Take a look at the lecture notes to recall how the F-statistic is calculated.
The p-value for this test is determined by looking up that F-statistic in the F-distribution. The p-value is this example much less than 0.05, so we can reject the null. However, if we want to know more, such as which of the groups are actually different from which other groups, we need more information.
We are going to use functions from the statsmodels python package for the examples below.
import statsmodels.api as sm
from statsmodels.formula.api import ols
The following code will produce an ANOVA table with our results using the statsmodels.stats.anova.anova_lm() function.
# reshape the d dataframe suitable for statsmodels package
df_reshaped = pd.melt(df.reset_index(), id_vars=['index'], value_vars=['Control', 'F1', 'F2', 'F3'])
# replace column names
df_reshaped.columns = ['index', 'treatments', 'value']
# Ordinary Least Squares (OLS) model
model = ols('value ~ C(treatments)', data=df_reshaped).fit()
anova_table = sm.stats.anova_lm(model, typ=2)
# display the results table
anova_table
sum_sq | df | F | PR(>F) | |
---|---|---|---|---|
C(treatments) | 251.440000 | 3.0 | 27.464773 | 2.711994e-07 |
Residual | 61.033333 | 20.0 | NaN | NaN |
Compare the above to the table we made in class. Both of these python packages are valid ways to solve the basic problem.
However, we need to apply Tukey’s test to tell which groups are different from which other groups. Read the documentation for the pairwise_tukeyhsd function here.
from statsmodels.stats.multicomp import pairwise_tukeyhsd
# perform multiple pairwise comparison (Tukey HSD)
m_comp = pairwise_tukeyhsd(endog=df_reshaped['value'], groups=df_reshaped['treatments'], alpha=0.05)

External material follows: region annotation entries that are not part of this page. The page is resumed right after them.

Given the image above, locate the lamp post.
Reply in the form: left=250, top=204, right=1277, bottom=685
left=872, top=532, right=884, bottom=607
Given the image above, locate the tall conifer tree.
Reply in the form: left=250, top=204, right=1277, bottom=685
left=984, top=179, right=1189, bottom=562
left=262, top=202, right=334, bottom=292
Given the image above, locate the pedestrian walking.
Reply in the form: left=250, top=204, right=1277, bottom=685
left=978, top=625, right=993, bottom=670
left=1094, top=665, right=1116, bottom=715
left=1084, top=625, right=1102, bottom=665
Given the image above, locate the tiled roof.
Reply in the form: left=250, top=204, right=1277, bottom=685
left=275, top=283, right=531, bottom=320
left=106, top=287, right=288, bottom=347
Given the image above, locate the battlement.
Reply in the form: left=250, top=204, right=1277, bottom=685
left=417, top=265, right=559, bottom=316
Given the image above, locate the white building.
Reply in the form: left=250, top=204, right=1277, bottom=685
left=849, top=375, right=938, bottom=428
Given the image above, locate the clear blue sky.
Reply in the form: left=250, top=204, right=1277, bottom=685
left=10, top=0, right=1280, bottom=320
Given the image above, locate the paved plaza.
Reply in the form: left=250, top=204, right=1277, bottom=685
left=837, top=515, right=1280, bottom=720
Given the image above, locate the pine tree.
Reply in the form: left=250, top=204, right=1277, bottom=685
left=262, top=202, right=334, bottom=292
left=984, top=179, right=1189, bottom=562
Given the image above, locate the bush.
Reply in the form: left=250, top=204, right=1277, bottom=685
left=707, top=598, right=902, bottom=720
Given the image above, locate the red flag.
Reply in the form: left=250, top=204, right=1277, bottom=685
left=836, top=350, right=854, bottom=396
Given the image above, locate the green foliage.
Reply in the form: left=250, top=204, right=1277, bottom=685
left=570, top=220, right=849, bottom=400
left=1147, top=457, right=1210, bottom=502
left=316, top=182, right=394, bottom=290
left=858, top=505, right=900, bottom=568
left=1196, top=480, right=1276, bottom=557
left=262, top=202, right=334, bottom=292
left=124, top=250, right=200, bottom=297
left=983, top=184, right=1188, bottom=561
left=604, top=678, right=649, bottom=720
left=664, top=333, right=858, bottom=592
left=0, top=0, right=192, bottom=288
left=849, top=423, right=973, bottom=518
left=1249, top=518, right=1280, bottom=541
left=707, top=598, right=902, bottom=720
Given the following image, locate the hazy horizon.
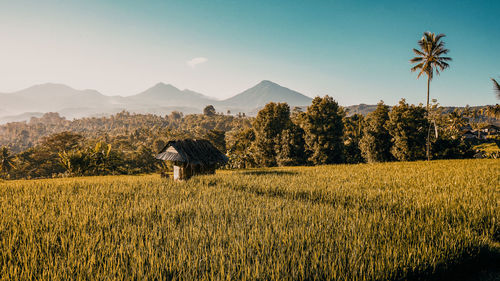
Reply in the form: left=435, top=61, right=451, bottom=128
left=0, top=0, right=500, bottom=106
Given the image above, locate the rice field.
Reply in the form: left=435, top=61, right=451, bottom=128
left=0, top=159, right=500, bottom=280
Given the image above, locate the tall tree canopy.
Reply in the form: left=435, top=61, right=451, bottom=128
left=491, top=78, right=500, bottom=99
left=385, top=99, right=429, bottom=161
left=410, top=31, right=451, bottom=160
left=253, top=102, right=292, bottom=167
left=302, top=96, right=345, bottom=164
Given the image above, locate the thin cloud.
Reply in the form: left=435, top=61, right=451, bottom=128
left=186, top=57, right=208, bottom=68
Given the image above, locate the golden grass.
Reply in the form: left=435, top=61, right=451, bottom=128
left=0, top=159, right=500, bottom=280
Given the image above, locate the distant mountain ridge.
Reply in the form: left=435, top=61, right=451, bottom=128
left=224, top=80, right=312, bottom=108
left=0, top=80, right=312, bottom=123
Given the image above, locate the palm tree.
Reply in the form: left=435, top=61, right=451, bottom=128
left=410, top=31, right=451, bottom=160
left=491, top=78, right=500, bottom=99
left=0, top=147, right=15, bottom=175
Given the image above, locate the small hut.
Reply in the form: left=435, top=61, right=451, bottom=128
left=156, top=139, right=228, bottom=180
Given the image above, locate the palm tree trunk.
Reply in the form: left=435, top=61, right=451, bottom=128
left=425, top=75, right=431, bottom=161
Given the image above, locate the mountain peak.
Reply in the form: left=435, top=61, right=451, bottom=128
left=150, top=82, right=179, bottom=90
left=257, top=80, right=279, bottom=86
left=226, top=80, right=311, bottom=108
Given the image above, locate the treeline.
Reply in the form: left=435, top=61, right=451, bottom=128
left=227, top=96, right=499, bottom=168
left=0, top=96, right=499, bottom=179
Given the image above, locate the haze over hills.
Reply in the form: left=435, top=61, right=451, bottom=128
left=0, top=80, right=311, bottom=123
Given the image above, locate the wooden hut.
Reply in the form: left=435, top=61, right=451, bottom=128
left=156, top=139, right=228, bottom=180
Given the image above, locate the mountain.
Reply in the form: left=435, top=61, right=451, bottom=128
left=223, top=80, right=312, bottom=109
left=0, top=80, right=311, bottom=122
left=0, top=83, right=112, bottom=113
left=127, top=83, right=216, bottom=107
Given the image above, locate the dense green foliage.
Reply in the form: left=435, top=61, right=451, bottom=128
left=302, top=96, right=345, bottom=164
left=0, top=96, right=498, bottom=179
left=385, top=100, right=429, bottom=161
left=0, top=159, right=500, bottom=280
left=360, top=102, right=394, bottom=163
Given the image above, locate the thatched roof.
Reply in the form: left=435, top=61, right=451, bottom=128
left=156, top=139, right=228, bottom=165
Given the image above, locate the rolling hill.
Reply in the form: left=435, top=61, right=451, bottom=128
left=0, top=80, right=311, bottom=123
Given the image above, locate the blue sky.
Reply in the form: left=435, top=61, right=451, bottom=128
left=0, top=0, right=500, bottom=105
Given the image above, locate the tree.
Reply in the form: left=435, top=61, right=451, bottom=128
left=491, top=78, right=500, bottom=99
left=385, top=99, right=429, bottom=161
left=205, top=130, right=226, bottom=153
left=276, top=123, right=307, bottom=166
left=253, top=102, right=292, bottom=167
left=203, top=105, right=217, bottom=116
left=410, top=32, right=451, bottom=160
left=344, top=114, right=364, bottom=164
left=0, top=146, right=15, bottom=178
left=301, top=96, right=345, bottom=164
left=227, top=128, right=255, bottom=169
left=359, top=101, right=393, bottom=163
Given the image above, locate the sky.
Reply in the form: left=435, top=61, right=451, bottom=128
left=0, top=0, right=500, bottom=106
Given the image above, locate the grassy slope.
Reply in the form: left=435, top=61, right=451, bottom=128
left=0, top=160, right=500, bottom=280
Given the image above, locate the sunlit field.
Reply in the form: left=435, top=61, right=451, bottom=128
left=0, top=160, right=500, bottom=280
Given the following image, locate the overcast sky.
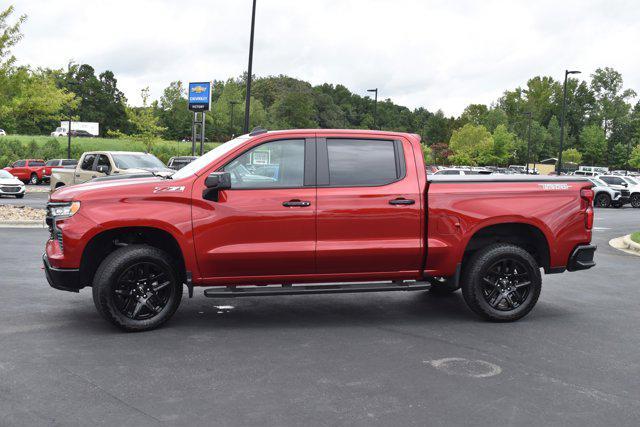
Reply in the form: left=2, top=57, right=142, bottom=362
left=9, top=0, right=640, bottom=115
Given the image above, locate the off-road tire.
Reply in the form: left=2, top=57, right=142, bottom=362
left=462, top=243, right=542, bottom=322
left=92, top=245, right=182, bottom=332
left=593, top=193, right=611, bottom=208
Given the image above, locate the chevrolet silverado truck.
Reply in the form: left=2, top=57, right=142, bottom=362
left=49, top=151, right=173, bottom=191
left=43, top=129, right=596, bottom=331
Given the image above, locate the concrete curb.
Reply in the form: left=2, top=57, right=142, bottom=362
left=0, top=219, right=47, bottom=228
left=609, top=234, right=640, bottom=256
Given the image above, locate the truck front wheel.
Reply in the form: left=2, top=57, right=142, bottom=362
left=93, top=245, right=182, bottom=332
left=462, top=243, right=542, bottom=322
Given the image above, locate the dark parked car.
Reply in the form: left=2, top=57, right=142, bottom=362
left=167, top=156, right=198, bottom=170
left=42, top=159, right=78, bottom=181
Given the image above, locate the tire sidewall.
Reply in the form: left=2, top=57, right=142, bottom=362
left=596, top=193, right=611, bottom=208
left=94, top=245, right=182, bottom=332
left=462, top=245, right=542, bottom=321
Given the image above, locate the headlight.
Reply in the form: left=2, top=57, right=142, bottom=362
left=51, top=202, right=80, bottom=218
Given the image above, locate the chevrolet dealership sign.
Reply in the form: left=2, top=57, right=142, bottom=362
left=189, top=82, right=211, bottom=111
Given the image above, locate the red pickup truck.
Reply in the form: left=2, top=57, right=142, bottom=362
left=43, top=130, right=596, bottom=331
left=4, top=159, right=45, bottom=184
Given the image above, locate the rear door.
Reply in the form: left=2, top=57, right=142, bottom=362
left=316, top=137, right=422, bottom=275
left=74, top=154, right=98, bottom=184
left=11, top=160, right=30, bottom=181
left=192, top=138, right=316, bottom=283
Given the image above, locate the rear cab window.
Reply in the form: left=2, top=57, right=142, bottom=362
left=318, top=138, right=406, bottom=187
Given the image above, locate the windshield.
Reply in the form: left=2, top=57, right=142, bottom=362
left=172, top=135, right=250, bottom=179
left=111, top=153, right=167, bottom=169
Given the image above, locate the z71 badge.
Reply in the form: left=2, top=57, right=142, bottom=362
left=538, top=184, right=571, bottom=190
left=153, top=185, right=184, bottom=193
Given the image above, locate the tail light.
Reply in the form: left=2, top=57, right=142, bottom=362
left=580, top=188, right=593, bottom=230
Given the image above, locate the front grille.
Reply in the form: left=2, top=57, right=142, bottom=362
left=55, top=230, right=64, bottom=252
left=0, top=185, right=20, bottom=193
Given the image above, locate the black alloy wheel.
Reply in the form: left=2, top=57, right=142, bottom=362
left=594, top=193, right=611, bottom=208
left=482, top=258, right=531, bottom=311
left=113, top=261, right=174, bottom=320
left=462, top=243, right=542, bottom=322
left=92, top=244, right=183, bottom=332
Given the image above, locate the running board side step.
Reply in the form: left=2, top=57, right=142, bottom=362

# display the results table
print(m_comp)
Multiple Comparison of Means - Tukey HSD, FWER=0.05
=====================================================
group1 group2 meandiff p-adj lower upper reject
-----------------------------------------------------
Control F1 7.6 0.0 4.7771 10.4229 True
Control F2 4.8667 0.0006 2.0437 7.6896 True
Control F3 8.2 0.0 5.3771 11.0229 True
F1 F2 -2.7333 0.0599 -5.5563 0.0896 False
F1 F3 0.6 0.9324 -2.2229 3.4229 False
F2 F3 3.3333 0.0171 0.5104 6.1563 True
-----------------------------------------------------
The “reject” column in this table shows us that all of the fertilizer treatments are different from the control (reject=True, we can reject the null hypothesis), and that treatments F2 and F3 are different from each (reject=True) other but not from F1 (reject=False).
Look at the boxplot graph above again. The boxplots shows the interquartile ranges and plus and minus 1.5 times the interquartile range – these are related to the 95% confidence range but do not show it exactly. Note that the lower and upper ranges shown in the Tukey table above suggest a real difference if the 95% confidence range does not include 0. (If it includes 0, then there’s a greater than 5% chance that there’s really no difference at all.)
This is the extent of what you need to complete the homework problem. I encourage you to read the details about each of these functions, review the lecture notes, or other resources you can find online. Chapter 7 of the USGS book covers in much more detail one-factor ANOVA as well as several more tests for comparing multiple groups of samples.